Quem conhece os cinemas do Colombo sabe que ainda não falámos da sala IMAX. É aí que terminaremos a visita. Seguimos Abel pelos corredores do público. As cores, a iluminação, a porta de vidro automática e o logótipo da empresa canadiana que revolucionou a projecção em grande formato criam a impressão de estarmos a entrar noutro cinema. A primeira sala IMAX em Portugal abriu em Vila Franca de Xira, em 1998. Não sei que modelo foi instalado, mas naquela data usava forçosamente o sistema “15/70”, isto é, película de 70mm com 15 perfurações por fotograma (o filme passava horizontalmente no interior da câmara). Durou apenas um ano traído pelo reduzido número de filmes que então existia naquele formato e a irregularidade das estreias. Também não deve ter ajudado a abertura quase simultânea das salas do Colombo e, logo a seguir, do Vasco da Gama. Inaugurada em Junho de 2013, a sala IMAX do Colombo tira partido de várias novidades na história particular desta tecnologia de projecção como a projecção digital “dupla” (com dois projectores 2K, aptos para 2D e 3D, introduzidos em 2008) e o sistema DMR (Digital Media Remastering, de 2002) que permite projectar filmes que não foram filmados originalmente em formato IMAX (e na verdade, até hoje muito poucos filmes foram filmados integralmente com câmaras IMAX). O filme de estreia foi um bom exemplo disto: a reposição de Parque Jurássico (Steven Spielberg, 1993), versão digital IMAX e 3D de um filme 2D rodado em 35mm. Outra questão importante para rentabilizar este investimento era a sua instalação em multiplexes, novidade que fez disparar o número de salas IMAX, mas que também gerou alguma polémica sobre a diminuição do tamanho médio dos novos ecrãs. No caso do Colombo, não temos razão de queixa. Com 15x20m (300m2), este ecrã está no limite da capacidade da projecção digital IMAX (mas se o digital produz uma imagem maior do que a dos projectores de película IMAX 15/70, isso já é outra polémica).
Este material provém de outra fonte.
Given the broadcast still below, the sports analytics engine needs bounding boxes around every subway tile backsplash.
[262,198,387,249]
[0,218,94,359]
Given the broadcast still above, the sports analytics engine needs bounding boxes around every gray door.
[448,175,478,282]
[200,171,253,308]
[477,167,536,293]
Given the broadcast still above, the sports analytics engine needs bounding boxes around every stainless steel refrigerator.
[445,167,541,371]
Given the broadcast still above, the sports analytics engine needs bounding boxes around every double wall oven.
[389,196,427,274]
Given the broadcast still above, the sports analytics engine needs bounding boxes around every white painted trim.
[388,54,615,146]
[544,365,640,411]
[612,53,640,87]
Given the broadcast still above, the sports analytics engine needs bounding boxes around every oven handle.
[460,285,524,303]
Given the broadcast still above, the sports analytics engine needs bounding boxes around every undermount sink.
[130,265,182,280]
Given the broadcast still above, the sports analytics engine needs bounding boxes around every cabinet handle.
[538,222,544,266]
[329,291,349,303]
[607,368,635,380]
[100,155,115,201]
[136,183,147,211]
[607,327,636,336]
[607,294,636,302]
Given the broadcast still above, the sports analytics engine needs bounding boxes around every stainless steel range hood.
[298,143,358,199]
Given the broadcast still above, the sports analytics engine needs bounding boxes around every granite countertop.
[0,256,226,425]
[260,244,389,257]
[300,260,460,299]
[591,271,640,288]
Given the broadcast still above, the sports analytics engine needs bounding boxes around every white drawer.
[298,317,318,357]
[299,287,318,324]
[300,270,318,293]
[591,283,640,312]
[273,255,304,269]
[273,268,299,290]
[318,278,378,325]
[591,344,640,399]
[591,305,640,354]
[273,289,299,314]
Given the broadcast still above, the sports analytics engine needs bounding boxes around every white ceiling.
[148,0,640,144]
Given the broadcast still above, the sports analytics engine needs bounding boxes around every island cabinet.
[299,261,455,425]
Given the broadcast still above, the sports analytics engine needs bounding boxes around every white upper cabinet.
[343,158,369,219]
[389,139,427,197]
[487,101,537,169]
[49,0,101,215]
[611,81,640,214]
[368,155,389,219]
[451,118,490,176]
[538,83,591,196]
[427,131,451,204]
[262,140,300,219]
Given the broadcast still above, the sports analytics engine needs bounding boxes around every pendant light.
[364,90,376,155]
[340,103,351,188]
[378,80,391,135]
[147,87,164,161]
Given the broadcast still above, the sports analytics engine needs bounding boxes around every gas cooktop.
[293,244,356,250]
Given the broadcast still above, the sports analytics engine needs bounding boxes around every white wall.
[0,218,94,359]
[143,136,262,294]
O certo é que, tanto quanto o tamanho do ecrã, são as características da sala que criam a “experiência IMAX”: um auditório mais íngreme e mais próximo do ecrã do que o habitual e um ecrã de muito grandes dimensões e ligeiramente mais alto do que os normais (para se adequar ao aspect ratio específico dos filmes IMAX) permitem uma imagem superior ao campo de visão do espectador – e é isto que produz a experiência de estar “dentro do filme” que associamos ao IMAX.
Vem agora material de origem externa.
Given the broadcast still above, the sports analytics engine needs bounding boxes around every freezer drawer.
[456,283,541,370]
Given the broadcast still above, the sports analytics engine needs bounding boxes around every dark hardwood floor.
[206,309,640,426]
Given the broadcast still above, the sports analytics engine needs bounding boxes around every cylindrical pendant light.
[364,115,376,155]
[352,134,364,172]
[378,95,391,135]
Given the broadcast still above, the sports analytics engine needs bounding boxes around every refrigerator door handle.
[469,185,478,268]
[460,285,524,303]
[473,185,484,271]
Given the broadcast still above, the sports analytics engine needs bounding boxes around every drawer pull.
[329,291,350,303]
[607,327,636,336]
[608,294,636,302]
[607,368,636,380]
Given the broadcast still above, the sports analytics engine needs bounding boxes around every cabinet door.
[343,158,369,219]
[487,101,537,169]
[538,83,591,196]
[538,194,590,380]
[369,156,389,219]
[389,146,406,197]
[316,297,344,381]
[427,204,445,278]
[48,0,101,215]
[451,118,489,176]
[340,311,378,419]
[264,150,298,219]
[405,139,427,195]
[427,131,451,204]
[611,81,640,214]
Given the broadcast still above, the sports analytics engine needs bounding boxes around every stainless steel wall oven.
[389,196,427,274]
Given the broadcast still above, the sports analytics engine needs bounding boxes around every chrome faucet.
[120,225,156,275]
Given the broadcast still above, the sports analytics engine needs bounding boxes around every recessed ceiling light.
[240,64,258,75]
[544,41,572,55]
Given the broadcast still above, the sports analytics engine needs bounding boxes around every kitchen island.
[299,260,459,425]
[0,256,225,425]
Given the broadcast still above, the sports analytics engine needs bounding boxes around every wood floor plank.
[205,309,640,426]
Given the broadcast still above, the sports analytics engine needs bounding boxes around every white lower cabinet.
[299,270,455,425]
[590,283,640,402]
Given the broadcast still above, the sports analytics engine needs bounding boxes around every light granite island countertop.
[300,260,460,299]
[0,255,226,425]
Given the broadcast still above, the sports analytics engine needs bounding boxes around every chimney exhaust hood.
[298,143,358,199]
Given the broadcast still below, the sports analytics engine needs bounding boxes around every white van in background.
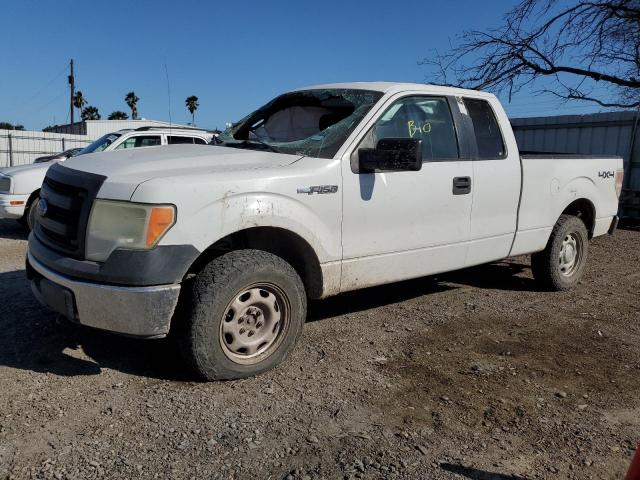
[0,127,213,230]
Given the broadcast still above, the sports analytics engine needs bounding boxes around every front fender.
[162,192,341,263]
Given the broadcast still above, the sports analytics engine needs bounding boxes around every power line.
[7,65,67,116]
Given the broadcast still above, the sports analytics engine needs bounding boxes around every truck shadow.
[0,219,29,240]
[440,463,525,480]
[0,262,533,381]
[0,270,193,381]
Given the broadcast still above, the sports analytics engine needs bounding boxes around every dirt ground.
[0,221,640,480]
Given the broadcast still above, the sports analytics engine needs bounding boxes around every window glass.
[167,136,194,145]
[214,88,382,158]
[82,133,120,155]
[115,135,161,150]
[360,97,458,162]
[464,98,505,160]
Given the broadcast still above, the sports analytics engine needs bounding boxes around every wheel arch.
[187,226,324,298]
[558,198,596,238]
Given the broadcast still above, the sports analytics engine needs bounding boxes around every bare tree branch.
[420,0,640,108]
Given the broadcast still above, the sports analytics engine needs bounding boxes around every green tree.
[184,95,200,125]
[108,110,129,120]
[73,90,87,122]
[82,105,102,120]
[124,91,140,120]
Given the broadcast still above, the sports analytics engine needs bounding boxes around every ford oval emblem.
[38,198,49,217]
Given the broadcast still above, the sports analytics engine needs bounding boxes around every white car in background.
[0,127,213,230]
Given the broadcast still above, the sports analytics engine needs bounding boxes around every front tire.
[531,215,589,291]
[176,250,307,380]
[20,196,40,231]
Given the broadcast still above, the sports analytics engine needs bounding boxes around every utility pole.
[69,58,76,133]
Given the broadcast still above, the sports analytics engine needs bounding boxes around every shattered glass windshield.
[216,89,382,158]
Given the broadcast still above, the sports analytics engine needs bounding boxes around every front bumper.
[27,252,180,338]
[0,193,29,218]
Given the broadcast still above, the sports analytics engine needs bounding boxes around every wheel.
[531,215,589,291]
[176,250,307,380]
[21,196,40,231]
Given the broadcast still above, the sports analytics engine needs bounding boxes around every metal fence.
[511,111,640,218]
[0,130,92,167]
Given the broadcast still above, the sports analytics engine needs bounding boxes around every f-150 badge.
[298,185,338,195]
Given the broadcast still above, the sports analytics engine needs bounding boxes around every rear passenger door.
[458,97,522,266]
[341,94,472,291]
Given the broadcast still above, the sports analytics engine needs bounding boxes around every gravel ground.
[0,221,640,480]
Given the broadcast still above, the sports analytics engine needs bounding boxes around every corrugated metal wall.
[0,130,91,168]
[0,120,195,168]
[511,112,640,216]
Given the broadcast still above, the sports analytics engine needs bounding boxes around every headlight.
[0,173,11,193]
[86,200,176,262]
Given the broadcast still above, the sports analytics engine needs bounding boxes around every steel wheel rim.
[558,233,583,277]
[220,283,291,365]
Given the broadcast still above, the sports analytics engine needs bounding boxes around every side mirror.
[358,138,422,173]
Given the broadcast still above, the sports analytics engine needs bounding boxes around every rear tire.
[531,215,589,291]
[175,250,307,380]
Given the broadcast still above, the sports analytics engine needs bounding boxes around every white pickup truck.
[0,126,212,230]
[27,83,623,380]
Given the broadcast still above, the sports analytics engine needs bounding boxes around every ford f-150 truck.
[27,83,623,380]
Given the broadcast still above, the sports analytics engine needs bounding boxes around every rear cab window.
[167,135,207,145]
[351,95,460,166]
[463,98,507,160]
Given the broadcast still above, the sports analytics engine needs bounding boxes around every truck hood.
[64,145,302,200]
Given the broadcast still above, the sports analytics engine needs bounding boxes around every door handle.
[453,177,471,195]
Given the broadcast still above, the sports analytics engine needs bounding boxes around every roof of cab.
[292,82,493,97]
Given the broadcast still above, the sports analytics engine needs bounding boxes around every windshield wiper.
[245,132,282,153]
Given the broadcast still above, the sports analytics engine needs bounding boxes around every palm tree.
[82,105,101,120]
[124,91,140,120]
[73,90,87,123]
[184,95,200,126]
[108,110,129,120]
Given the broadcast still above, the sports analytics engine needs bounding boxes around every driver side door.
[341,94,473,291]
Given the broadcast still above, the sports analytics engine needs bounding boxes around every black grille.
[35,164,105,258]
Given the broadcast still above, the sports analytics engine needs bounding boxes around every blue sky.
[0,0,608,130]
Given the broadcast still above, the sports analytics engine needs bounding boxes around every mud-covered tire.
[531,215,589,291]
[175,250,307,380]
[20,196,40,231]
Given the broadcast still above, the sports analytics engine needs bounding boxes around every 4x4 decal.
[298,185,338,195]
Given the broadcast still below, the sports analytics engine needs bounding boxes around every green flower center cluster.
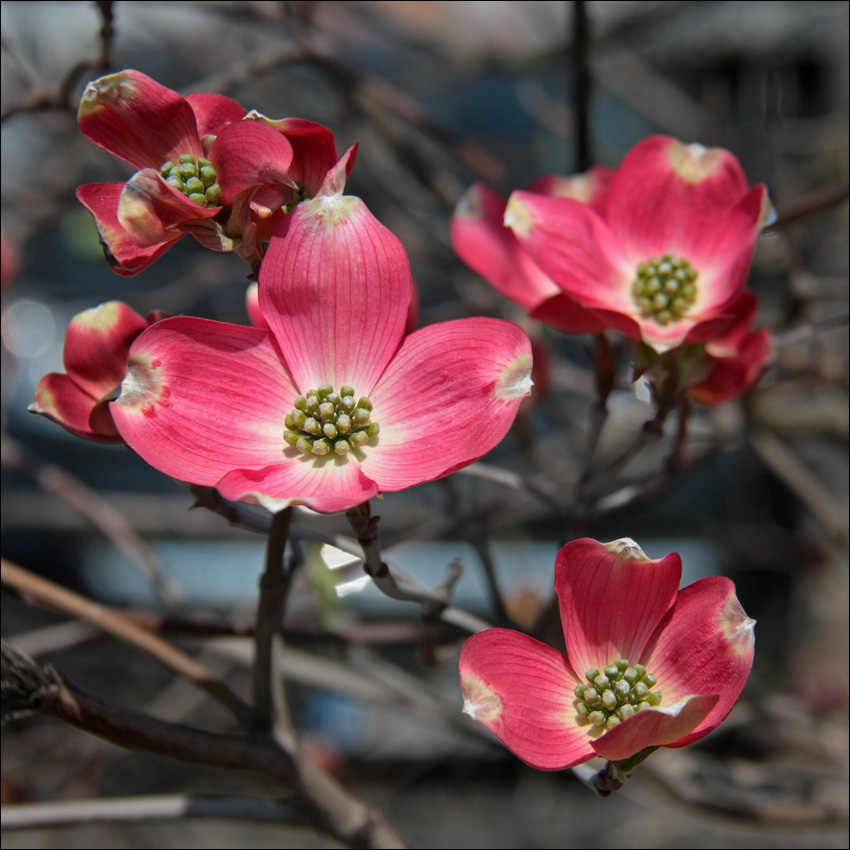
[283,384,380,457]
[632,254,699,325]
[159,153,221,207]
[574,658,661,731]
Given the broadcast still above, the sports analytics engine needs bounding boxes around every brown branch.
[0,794,310,830]
[0,436,182,606]
[2,558,254,724]
[3,642,404,848]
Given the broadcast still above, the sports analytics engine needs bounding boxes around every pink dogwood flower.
[505,136,770,353]
[29,301,163,443]
[460,538,755,770]
[451,166,613,333]
[77,70,342,275]
[107,162,531,512]
[635,293,773,404]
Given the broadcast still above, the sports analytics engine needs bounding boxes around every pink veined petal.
[77,183,176,276]
[118,168,221,247]
[110,317,297,486]
[251,112,342,198]
[555,538,692,676]
[186,94,246,139]
[29,372,122,443]
[688,186,765,316]
[505,192,634,313]
[363,318,532,491]
[451,183,560,310]
[640,576,755,747]
[77,71,203,171]
[63,301,148,400]
[260,195,413,395]
[460,629,595,770]
[592,694,718,761]
[529,292,612,334]
[210,121,294,206]
[604,136,749,264]
[688,330,772,404]
[216,454,378,513]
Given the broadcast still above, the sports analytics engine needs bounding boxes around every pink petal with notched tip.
[363,318,532,491]
[186,93,246,139]
[77,71,204,171]
[110,317,297,486]
[63,301,148,400]
[555,538,682,679]
[251,112,344,198]
[260,194,413,395]
[210,121,294,206]
[604,136,748,265]
[77,183,176,276]
[505,192,634,312]
[29,372,123,443]
[460,629,595,770]
[641,576,755,747]
[451,183,560,310]
[118,168,221,247]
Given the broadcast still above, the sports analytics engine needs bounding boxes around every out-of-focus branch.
[0,436,182,606]
[3,642,404,848]
[0,794,310,829]
[2,559,254,723]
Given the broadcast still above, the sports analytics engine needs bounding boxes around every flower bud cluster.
[632,254,699,325]
[575,658,661,730]
[283,384,380,457]
[159,153,221,207]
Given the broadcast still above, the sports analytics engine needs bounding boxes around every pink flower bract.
[452,166,612,333]
[29,301,162,443]
[77,71,344,275]
[460,538,755,770]
[106,162,531,511]
[505,136,770,353]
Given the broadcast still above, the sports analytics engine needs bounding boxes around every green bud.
[587,711,608,726]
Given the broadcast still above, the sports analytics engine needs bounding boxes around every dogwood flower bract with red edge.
[505,136,771,353]
[106,158,532,512]
[460,538,755,770]
[451,166,613,333]
[77,70,344,275]
[29,301,164,443]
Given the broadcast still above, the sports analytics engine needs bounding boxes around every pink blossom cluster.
[452,136,771,404]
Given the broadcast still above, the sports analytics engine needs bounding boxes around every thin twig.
[3,642,404,848]
[254,508,292,732]
[2,558,254,723]
[0,794,311,829]
[0,436,182,606]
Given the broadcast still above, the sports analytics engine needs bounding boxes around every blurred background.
[0,0,850,848]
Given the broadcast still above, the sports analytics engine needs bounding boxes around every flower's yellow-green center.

A cabine IMAX é um espaço mais próximo do que eu imagino ser uma quinta de servidores informáticos do que uma cabine de cinema.
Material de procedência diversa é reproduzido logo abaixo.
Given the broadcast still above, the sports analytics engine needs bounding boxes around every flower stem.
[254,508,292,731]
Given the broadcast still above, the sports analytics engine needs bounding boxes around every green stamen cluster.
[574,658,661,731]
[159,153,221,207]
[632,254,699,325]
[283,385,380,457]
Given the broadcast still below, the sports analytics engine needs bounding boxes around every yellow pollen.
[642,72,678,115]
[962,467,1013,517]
A cabine do IMAX é alta e bem iluminada. Com apenas 3 anos, parece ter sido inaugurada ontem. Ao centro, os dois projectores digitais 2K da Barco, uma rack com o sistema de som, um pequeno interface de controlo e um suporte para um par de óculos 3D. O sistema de projecção dupla é uma forma de melhorar a qualidade e a nitidez da imagem (sobretudo tendo em conta não só o tamanho, mas também a maior proximidade do ecrã em relação à plateia) e pode mostrar filmes em 2D e 3D. O arranque, conta Abel, demora 40 minutos, ao longo dos quais o equipamento vai aquecendo as lâmpadas dos projectores e faz testes de diagnóstico, de focagem e som. Segundo a IMAX, estes projectores também passam a sessão a “ver” o filme, corrigindo vários parâmetros. As informações do fabricante são um pouco vagas, certamente para salvaguardar a sua vantagem tecnológica. Para além do logótipo IMAX, nada mais identifica os projectores, que estão blindados para impedir qualquer acesso não autorizado. Tudo somado, a cabine IMAX é um espaço mais próximo do que eu imagino ser uma quinta de servidores informáticos do que uma cabine de cinema. Secretistas, autónomas e assépticas, estas tecnologias dispensam tanto quanto podem a intervenção humana. Um olhar de relance para Abel basta-me para perceber que não vale a pena perguntar-lhe o que ele acha disto. O verdadeiro trabalho de projecção era na grande cabine em T e esse tempo, já o sabemos, acabou. Voltamos aos corredores de acesso aos cinemas e despedimo-nos de Abel. Nas bilheteiras, as filas começam a engrossar para as sessões do final da tarde.